How Can We Help?
Introduction
Matplotlib is a modern library of Python for data visualization using different types of graphs. Histogram is a graph that displays the data as cumulative bars. Such visualization is essential for forecasting, business growth analysis, etc.
In this article, we shall understand how to plot matplotlib histogram from dictionary.
Use a Dictionary to Plot.
While learning to use Matplotlib, we often start with the list of data types to plot the matplotlib plots. However, there are several other data formats; one should know how to deal with them. One such data type is the dictionary. The dictionary is a data type consisting of key-value pairs. However, we cannot directly pass the dictionary to plot the data using Matplotlib since the methods of Matplotlib to plot the data only accept list or array-like objects. Hence indirectly, we first need to convert them into a list or array-like objects using the list or other similar functions.
Example (1)
import matplotlib.pyplot as plt
import numpy as np
# Create a dictionary with test scores
scores_dict = {'John': 80, 'Alice': 90, 'Bob': 75, 'Lisa': 85, 'Mike': 60}
# Extract the scores from the dictionary
scores = list(scores_dict.values())
# Calculate the range of the data
data_range = max(scores) - min(scores)
# Calculate the number of bins
num_bins = int(round(data_range / 5))
# Create an array of evenly spaced bins
bins = np.arange(min(scores), max(scores) + 5, 5)
# Create the histogram
plt.hist(scores, bins=bins, color='steelblue', edgecolor='black', linewidth=1.2)

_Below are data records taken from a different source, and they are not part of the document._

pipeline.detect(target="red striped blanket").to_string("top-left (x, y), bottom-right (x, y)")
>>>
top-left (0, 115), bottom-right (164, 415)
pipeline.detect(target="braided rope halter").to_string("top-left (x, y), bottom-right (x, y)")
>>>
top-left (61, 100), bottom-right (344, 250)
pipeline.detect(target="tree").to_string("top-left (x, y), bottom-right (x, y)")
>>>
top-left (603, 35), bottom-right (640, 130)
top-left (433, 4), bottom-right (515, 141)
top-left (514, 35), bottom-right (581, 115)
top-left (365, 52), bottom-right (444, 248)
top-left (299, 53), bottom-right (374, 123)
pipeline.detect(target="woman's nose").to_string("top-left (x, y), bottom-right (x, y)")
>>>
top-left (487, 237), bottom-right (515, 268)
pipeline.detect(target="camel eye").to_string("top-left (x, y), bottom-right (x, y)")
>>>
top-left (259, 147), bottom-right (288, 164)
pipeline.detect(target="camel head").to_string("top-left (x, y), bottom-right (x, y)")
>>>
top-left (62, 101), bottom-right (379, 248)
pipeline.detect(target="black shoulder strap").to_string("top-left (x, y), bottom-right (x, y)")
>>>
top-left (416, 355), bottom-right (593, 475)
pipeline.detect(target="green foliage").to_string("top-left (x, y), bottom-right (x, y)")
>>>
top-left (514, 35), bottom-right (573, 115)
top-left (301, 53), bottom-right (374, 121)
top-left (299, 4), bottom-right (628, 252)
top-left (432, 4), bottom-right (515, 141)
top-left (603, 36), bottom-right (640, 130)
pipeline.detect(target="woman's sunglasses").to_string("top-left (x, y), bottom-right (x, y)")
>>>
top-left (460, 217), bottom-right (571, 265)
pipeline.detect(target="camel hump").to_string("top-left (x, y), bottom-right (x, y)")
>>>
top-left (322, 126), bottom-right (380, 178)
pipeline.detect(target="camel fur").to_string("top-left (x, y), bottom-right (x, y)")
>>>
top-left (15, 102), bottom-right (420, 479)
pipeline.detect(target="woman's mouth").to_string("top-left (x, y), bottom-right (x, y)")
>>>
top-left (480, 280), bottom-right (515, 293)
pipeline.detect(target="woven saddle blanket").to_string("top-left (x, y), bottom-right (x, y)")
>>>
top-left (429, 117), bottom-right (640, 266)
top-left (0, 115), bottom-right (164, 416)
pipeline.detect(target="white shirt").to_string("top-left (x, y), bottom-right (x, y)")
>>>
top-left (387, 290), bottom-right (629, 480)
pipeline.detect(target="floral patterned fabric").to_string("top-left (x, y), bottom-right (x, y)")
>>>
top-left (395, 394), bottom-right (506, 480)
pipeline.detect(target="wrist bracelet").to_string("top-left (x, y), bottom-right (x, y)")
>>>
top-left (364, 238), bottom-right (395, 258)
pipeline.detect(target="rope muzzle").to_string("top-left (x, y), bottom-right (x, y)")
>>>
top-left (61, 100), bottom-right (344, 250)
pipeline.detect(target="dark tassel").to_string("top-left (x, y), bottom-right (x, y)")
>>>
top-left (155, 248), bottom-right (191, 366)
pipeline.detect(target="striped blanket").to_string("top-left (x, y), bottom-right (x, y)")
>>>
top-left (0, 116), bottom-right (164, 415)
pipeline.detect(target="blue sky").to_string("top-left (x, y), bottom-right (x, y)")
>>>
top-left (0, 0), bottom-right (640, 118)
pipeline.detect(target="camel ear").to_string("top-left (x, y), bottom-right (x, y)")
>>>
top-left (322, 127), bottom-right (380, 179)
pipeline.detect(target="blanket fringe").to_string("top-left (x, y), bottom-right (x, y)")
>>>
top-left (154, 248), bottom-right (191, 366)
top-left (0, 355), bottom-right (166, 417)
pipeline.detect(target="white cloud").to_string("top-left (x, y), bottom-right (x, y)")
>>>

# Add a title and labels to the axes
plt.title('Distribution of Test Scores')
# Define the x label
plt.xlabel('Score')
# Define the y label
plt.ylabel('Frequency')
# Add a grid to the plot
plt.grid(axis='y', alpha=0.75)
# Add a legend to the plot
plt.legend(['Test Scores'], loc='upper left')
# Display the histogram
plt.show()
Output:
Explanation:
- The code uses the dictionary data type to plot a histogram plot. First, we imported the matplotlib and the numpy library in our code using the Python import statement. Next, we have defined a dummy dictionary named score_dict. Here we have defined a key-value pair of students and their names.
- We used the values method of the dictionary to get all the values and converted them into a list using the list method of Python. Next, we defined a data range using the max and min functions.
- We created an array of evenly spaced bins using the arrange method of the NumPy library.
- We used the hist method of matplotlib to plot the histogram. We passed the necessary parameters to it, like the scores, bins, etc.
- Next, using the title function, we defined the plot’s title, xlabel, and ylabel functions to define the labels along the x and y axis.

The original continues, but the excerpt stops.